The talks, whenever they commence, are doomed to fail if Syrian Kurds are not represented, Saleh Muslim, co-chair of the Kurdish Democratic Union Party (PYD), said on Friday.
"If there are some parties that are effective in this Syria issue who are not at the table, it will be the same as what happened in Geneva 2," Muslim said, referring to failed negotiations in 2014.
"The negotiations and political solution will fail so we are keen to have everyone at the table."
Ankara has labeled the PYD a terrorist organization and an arm of the Kurdistan Workers’ Party (PKK), which has long fought for autonomy for Turkey's ethnic Kurds.
Kurdish politician Adem Uzun told Sputnik Radio's "Loud & Clear" that Turkey objects to Kurdish participation in peace talks because Ankara seeks to prevent the Kurds from gaining political legitimacy in Syria.
Uzun, an Executive Council member of the Kurdistan National Congress (KNK), a Europe-based coalition formed by exiled Kurdish politicians, lawyers and activists, called Turkey's objection an "act of revenge" against the Kurds, who have been among the most successful groups fighting Daesh on the ground in Syria.
Washington, Uzun said, must call for Ankara to end its "anti-Kurdish" policy in Turkey and Syria and insist that the Turks take on a bigger role in the fight against Daesh.

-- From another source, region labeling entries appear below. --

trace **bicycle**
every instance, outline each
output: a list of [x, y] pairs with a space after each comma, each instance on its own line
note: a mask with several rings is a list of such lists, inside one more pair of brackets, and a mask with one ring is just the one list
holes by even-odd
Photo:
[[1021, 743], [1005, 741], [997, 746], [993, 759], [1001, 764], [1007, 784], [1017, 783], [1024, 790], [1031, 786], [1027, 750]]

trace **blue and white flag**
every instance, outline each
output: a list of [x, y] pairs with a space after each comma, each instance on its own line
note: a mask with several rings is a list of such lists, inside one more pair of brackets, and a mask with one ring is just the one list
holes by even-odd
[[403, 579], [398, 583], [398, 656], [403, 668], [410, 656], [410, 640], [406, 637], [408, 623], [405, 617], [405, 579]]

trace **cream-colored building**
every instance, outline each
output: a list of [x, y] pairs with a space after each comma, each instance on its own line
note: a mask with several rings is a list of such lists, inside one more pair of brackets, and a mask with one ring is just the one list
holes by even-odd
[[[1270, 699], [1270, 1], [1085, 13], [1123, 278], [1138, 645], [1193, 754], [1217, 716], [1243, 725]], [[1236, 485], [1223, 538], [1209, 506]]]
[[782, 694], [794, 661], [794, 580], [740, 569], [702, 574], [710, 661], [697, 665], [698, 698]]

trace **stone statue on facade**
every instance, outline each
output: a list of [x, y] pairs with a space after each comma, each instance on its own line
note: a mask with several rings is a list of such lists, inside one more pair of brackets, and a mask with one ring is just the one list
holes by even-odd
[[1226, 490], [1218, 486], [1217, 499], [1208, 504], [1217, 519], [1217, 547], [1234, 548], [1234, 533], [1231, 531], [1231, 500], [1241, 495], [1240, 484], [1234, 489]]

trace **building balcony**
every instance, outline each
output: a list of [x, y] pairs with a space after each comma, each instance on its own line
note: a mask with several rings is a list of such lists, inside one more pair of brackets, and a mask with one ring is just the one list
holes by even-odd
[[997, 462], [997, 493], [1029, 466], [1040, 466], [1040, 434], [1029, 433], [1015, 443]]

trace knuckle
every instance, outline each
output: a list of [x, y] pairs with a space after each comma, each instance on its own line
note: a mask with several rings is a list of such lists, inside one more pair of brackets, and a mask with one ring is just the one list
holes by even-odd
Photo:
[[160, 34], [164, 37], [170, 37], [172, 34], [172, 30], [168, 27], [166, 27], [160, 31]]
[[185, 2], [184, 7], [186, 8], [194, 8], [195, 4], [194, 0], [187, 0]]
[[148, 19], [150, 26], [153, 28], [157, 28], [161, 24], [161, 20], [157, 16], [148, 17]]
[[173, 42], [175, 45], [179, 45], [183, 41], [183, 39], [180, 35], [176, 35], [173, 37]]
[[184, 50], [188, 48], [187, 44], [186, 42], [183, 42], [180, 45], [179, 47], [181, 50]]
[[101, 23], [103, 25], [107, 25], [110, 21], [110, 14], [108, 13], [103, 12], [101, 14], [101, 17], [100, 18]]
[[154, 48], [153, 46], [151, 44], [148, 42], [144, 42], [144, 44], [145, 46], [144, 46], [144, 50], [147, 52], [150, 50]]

Russia, meanwhile, wants the opposition negotiating team expanded to include other figures that could be deemed closer to Moscow’s policies as well as the main Syrian Kurdish party, the PYD, and the affiliated YPG militia.
The YPG has established close ties with the United States and is an important partner in the fight it is leading against Daesh militants in Syria.
The Saudi-backed opposition council has said it will boycott the Geneva negotiations if Russia insists on such a shake-up.